Bizane: gîha dibe bost, dijmin nabe dost lo! (..Düşman dost olmaz!)

Unutma! Müslüman coğrafyalar özellikle de kıt kaynakları, Müslümanlara bırakılacak kadar değersiz değildir.

Siyonist H. Keshenger ne demişti? “Petrol, Araplara bırakılacak kadar değersiz değildir!” 

2- HELALLEŞME, bu aralar siyasilerde moda.

Çima bavo we xêr e? (Hayırdır?) Taşlaşmış, asırlık çukurlara yuvarlanan Kütükler dahi imana gelip helalleşmek istiyorsa kolayını diyeyim:

Alayınız halka, özellikle de Kürtlere borçlusunuz! Ne mi?

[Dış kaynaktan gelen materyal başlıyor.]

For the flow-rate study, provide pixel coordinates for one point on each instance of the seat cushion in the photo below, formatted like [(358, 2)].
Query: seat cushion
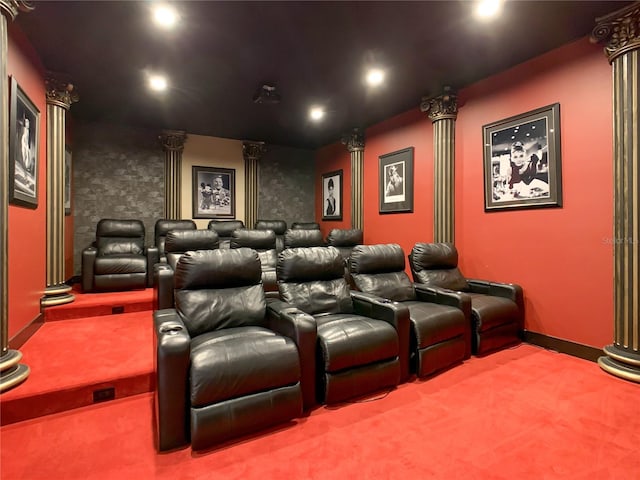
[(489, 311), (349, 340), (120, 263), (234, 362)]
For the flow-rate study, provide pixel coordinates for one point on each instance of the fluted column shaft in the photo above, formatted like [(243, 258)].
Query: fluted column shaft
[(173, 146), (251, 151), (355, 144), (620, 32), (443, 111)]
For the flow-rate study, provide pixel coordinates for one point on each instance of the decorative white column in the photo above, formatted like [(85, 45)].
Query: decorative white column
[(12, 372), (620, 33), (252, 152), (60, 96), (355, 144), (443, 111), (173, 146)]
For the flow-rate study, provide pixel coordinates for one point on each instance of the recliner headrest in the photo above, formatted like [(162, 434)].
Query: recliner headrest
[(212, 269), (434, 256), (258, 239), (309, 263), (185, 240), (377, 259)]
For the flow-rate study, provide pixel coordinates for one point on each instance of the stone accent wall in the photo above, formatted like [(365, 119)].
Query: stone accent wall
[(118, 172), (286, 186)]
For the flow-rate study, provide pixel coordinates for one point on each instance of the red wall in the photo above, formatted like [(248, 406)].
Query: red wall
[(560, 256), (27, 227)]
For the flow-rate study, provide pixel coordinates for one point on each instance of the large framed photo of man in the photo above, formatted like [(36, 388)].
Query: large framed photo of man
[(24, 131), (332, 195), (214, 192), (522, 161), (395, 181)]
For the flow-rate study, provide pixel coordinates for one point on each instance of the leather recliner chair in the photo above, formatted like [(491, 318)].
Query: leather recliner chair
[(263, 242), (223, 369), (224, 229), (164, 226), (497, 309), (177, 243), (440, 334), (278, 227), (363, 343), (118, 259)]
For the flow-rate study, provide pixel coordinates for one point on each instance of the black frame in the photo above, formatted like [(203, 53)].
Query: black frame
[(534, 138), (212, 205), (334, 177), (23, 173), (396, 196)]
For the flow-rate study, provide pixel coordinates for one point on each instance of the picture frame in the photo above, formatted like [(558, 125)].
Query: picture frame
[(67, 180), (522, 161), (213, 192), (332, 204), (395, 181), (24, 134)]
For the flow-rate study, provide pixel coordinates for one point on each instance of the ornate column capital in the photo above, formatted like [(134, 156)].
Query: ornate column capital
[(59, 91), (441, 107), (354, 140), (173, 140), (10, 8), (253, 150), (619, 31)]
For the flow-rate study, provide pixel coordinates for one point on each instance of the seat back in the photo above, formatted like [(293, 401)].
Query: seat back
[(164, 226), (180, 241), (303, 238), (216, 289), (436, 264), (224, 229), (380, 270), (117, 237), (312, 279)]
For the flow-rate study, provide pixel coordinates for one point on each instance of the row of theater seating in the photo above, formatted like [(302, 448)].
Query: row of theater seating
[(248, 361)]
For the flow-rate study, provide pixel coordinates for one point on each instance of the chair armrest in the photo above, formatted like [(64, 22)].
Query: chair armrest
[(302, 329), (391, 312), (173, 347), (89, 255), (162, 286)]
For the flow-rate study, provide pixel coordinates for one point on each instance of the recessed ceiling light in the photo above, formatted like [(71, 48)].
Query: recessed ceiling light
[(375, 77), (158, 83), (486, 9), (165, 16), (316, 113)]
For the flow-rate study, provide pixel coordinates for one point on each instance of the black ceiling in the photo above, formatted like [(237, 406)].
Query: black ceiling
[(313, 52)]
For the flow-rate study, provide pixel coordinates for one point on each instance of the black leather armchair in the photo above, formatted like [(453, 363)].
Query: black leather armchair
[(222, 368), (363, 342), (440, 334), (224, 229), (263, 242), (176, 244), (118, 259), (164, 226), (278, 227), (497, 309)]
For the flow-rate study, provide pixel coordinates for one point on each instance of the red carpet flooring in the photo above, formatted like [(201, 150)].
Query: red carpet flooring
[(523, 413)]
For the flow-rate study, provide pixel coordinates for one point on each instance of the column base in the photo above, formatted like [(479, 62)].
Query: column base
[(11, 372), (621, 363), (57, 295)]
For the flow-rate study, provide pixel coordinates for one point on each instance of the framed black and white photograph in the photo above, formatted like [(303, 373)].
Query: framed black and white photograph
[(396, 181), (67, 180), (522, 161), (24, 130), (332, 195), (214, 192)]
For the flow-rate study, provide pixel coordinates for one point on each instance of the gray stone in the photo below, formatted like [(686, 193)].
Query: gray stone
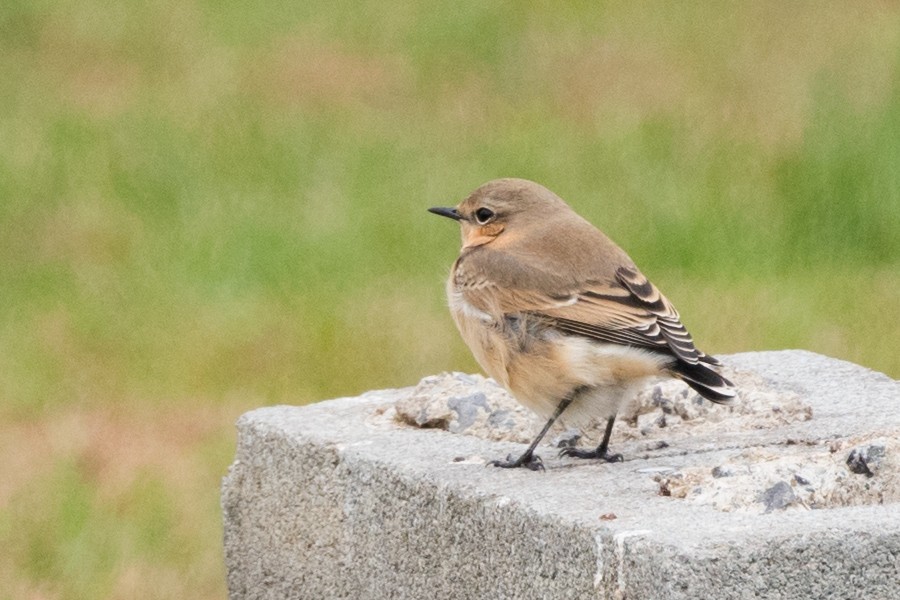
[(353, 498)]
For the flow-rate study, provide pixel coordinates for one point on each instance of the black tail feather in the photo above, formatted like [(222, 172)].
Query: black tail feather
[(706, 381)]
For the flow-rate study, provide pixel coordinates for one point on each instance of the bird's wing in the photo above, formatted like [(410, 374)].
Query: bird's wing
[(628, 310), (622, 309)]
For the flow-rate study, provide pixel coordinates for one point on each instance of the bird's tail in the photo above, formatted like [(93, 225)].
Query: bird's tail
[(706, 381)]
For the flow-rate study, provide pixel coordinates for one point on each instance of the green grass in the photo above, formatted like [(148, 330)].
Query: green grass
[(208, 207)]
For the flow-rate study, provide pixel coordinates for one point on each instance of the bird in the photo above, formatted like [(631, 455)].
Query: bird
[(560, 316)]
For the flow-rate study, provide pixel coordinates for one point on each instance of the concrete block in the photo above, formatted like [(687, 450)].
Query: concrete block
[(795, 495)]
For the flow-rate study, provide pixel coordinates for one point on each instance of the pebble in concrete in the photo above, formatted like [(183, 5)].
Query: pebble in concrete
[(791, 494)]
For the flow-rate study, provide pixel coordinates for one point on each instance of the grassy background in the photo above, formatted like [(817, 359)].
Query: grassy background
[(206, 207)]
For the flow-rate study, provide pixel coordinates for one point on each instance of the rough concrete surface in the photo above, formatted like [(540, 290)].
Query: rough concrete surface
[(793, 493)]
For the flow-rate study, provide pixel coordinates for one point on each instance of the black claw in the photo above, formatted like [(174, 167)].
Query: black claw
[(531, 462), (605, 456)]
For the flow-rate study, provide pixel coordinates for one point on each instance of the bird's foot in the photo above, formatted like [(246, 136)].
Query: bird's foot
[(528, 460), (604, 455)]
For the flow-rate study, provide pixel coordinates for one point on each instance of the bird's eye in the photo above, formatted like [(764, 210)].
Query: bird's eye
[(483, 215)]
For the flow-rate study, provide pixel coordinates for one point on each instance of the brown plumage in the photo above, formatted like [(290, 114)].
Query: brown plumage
[(559, 314)]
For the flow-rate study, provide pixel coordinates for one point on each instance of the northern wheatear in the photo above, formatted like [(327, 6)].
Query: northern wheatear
[(560, 316)]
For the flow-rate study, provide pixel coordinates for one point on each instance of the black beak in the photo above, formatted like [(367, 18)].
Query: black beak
[(450, 213)]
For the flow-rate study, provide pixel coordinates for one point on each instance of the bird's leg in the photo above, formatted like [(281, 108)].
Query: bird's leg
[(529, 459), (601, 451)]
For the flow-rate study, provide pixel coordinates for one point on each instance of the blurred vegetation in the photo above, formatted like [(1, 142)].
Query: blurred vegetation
[(207, 207)]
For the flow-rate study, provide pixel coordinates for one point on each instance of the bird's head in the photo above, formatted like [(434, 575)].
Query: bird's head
[(503, 207)]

Şarkın gözbebeği, kanayan yarası olan İki Said’e, bir Seyyid’e; nice ağa ve beylere.. mezar taşını dahi çok gördünüz! Mezar Kazıkçıları olmak istemiyorsanız; bin yıllık vefa borcu ve kardeşlik adına; Dersimlimin deyimiyle Muhammed Ali Aşkına!

“Heyfa mi nayê kuştin u mirinê meran u şêran/ Ev ji mêran re ji beréde edet e/ Heyfa mi tê vê heyfe” (Şuna üzülüyorum):

 Şarkın bu Destanlarına iade-i itibar.. ve mezarları olsun! 

3-Milli Kahramanlar; son yüzyıldakiler ne kadar da birbirlerine benziyor?

Yazdıkları destanlar, tıpkıbasım; karakter ve yaşantıları, dost ve düşmanları.. Hele kavgaları! Fesubhanallah…! Aile içi tartışmalar gibi..

Mecnun’a sordum: “Akraba, ikiz.. beşiz değillerse; “How to Become a Tyrant ve Çöl Kraliçesi” filmlerini izle dedi. İzlediğim de ne göreyim lawo!!

Mimm? Te go HİİRÇ? (..Ayı mı dedin?) Haa! Hırç xedare lo!